The theoretical anchor is the observation, documented across Les Greenberg's emotion-focused therapy and the narrative-identity literature (Pennebaker, Seagal, Lepore, Smyth), that effective writing moves through a sequence: first getting into contact with affective material, then finding precise language for it, then placing it in a larger narrative, then translating the insight into a changed relationship to ordinary life. Most failed writing protocols skip one of these stages. C.A.R.E. enforces the sequence.
The evidence tier is Moderate. The underlying components — emotional processing, precise articulation, narrative coherence, embodied follow-through — each have a separate empirical literature. The specific sequence has not yet been tested as a manualized protocol in a randomized trial.
Who it fits, and who it doesn't
Likely a fit
You have something specific to work with — a recurring conflict, a loss, a choice-point — and want more structure than free journaling offers. You have enough ego capacity to sustain attention across an extended session or series of sessions.
Not the first line
You are in acute crisis and need briefer stabilization-oriented work first. You are looking for a daily habit rather than a focused piece of work.
The prompts
- C — Contact 20 min
Make contact with what is actually present. Not what you think you should feel. Not the version for the audience. What is here, in the body, right now.
- A — Articulate 20 min
Articulate what you made contact with. Put words on it. Precise words. Particular words. The words that only fit this thing.
- R — Reconfigure 20 min
Where does what you just articulated sit in the larger story. What has to move for it to have a place.
- E — Embody 20 min
What do you do with this tomorrow. Not a resolution. A shape of attention. A way of being in the next room you walk into.
Do it in the app
The writing app runs this protocol with a timer, autosave, and optional LIWC analysis. Free, private, clinician-built.
Open C.A.R.E. Framework in the app →Read further
Frequently Asked Questions
What does C.A.R.E. stand for?
Contact, Articulate, Reconfigure, Embody. Four stages of a structured writing protocol developed by Brian Nuckols, MA, LPC-A, drawing on emotion-focused therapy, narrative identity research, and embodied cognition.
Do I have to do all four stages in one session?
No. Each stage is self-contained enough to work with on its own, and the protocol can be spread across separate sessions or days. Running all four in one sitting produces the most integrated result; running them separately tends to produce more depth per stage. Either is valid.

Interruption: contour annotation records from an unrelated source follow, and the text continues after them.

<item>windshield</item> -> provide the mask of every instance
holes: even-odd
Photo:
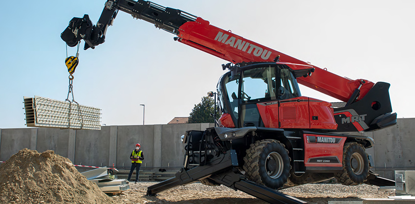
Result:
[[[230,72],[225,74],[218,87],[223,113],[232,116],[236,127],[261,126],[258,102],[301,96],[297,80],[286,65],[268,64],[241,69],[231,78]]]

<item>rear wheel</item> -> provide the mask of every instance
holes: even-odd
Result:
[[[249,180],[276,189],[287,182],[291,159],[284,144],[274,139],[259,140],[246,153],[243,168]]]
[[[363,145],[356,142],[345,144],[343,169],[334,174],[336,179],[346,185],[363,183],[369,175],[369,160]]]

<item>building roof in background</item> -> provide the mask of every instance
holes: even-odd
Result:
[[[185,124],[189,121],[189,117],[175,117],[167,124]]]

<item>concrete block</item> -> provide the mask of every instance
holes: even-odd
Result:
[[[76,131],[69,129],[68,138],[68,159],[75,163],[75,151],[76,150]]]
[[[109,127],[102,127],[101,129],[107,128],[110,128],[110,149],[109,150],[110,158],[108,159],[108,166],[112,167],[113,164],[115,165],[116,163],[117,138],[118,138],[117,130],[118,128],[116,126],[114,125]]]
[[[53,150],[55,154],[68,157],[69,129],[39,128],[37,130],[37,148],[39,152]],[[32,139],[33,139],[32,130]]]
[[[38,140],[38,130],[39,128],[32,128],[30,133],[30,149],[36,150]]]
[[[395,171],[397,196],[415,195],[415,171]]]
[[[2,129],[0,161],[5,161],[23,149],[30,149],[32,129]]]
[[[163,135],[163,126],[161,125],[154,125],[153,139],[153,166],[161,166],[161,141]]]
[[[75,164],[106,166],[110,149],[110,129],[76,130]],[[101,165],[102,164],[102,165]]]
[[[184,154],[182,150],[184,145],[181,142],[180,137],[188,130],[201,130],[200,124],[163,125],[162,167],[177,168],[183,166]]]

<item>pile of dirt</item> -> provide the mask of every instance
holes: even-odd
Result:
[[[24,149],[0,165],[1,203],[114,204],[68,158]]]

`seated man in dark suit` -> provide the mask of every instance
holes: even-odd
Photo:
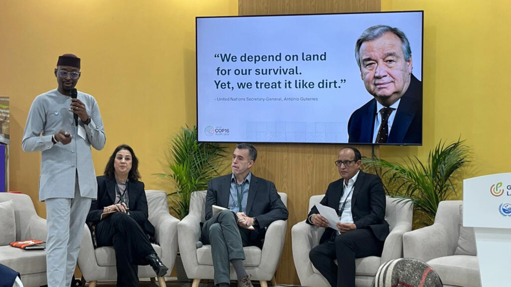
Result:
[[[250,173],[257,157],[252,145],[238,145],[233,154],[233,173],[214,178],[207,185],[201,241],[211,245],[215,284],[220,287],[230,285],[229,262],[236,272],[238,285],[252,286],[243,267],[243,247],[261,247],[268,226],[288,218],[275,184]],[[213,205],[228,210],[213,216]]]
[[[422,83],[412,75],[410,43],[397,28],[367,28],[355,45],[355,58],[374,97],[352,114],[350,142],[422,142]]]
[[[307,219],[309,224],[327,227],[309,256],[333,287],[355,287],[355,258],[381,256],[389,233],[381,180],[360,170],[361,158],[355,148],[339,152],[335,164],[342,178],[330,183],[321,201],[339,214],[337,229],[328,227],[328,221],[315,206]]]

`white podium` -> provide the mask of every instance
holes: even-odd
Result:
[[[463,225],[474,227],[481,284],[511,282],[511,173],[463,181]]]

How does C.A.R.E. compare to Pennebaker?
Pennebaker's four-day block is a trauma-focused protocol organized around writing about a single stressor across four days. C.A.R.E. is organized around the psychological process of integration rather than around a single event. You can use C.A.R.E. on any focused concern, not only trauma.
Can I use C.A.R.E. with a therapist?
Yes. Several patients in Brian's practice use C.A.R.E. as between-session structured writing, bringing the Embody stage into session as the starting point. Therapists interested in integrating the protocol with their own practice are welcome to use it; the framework is open.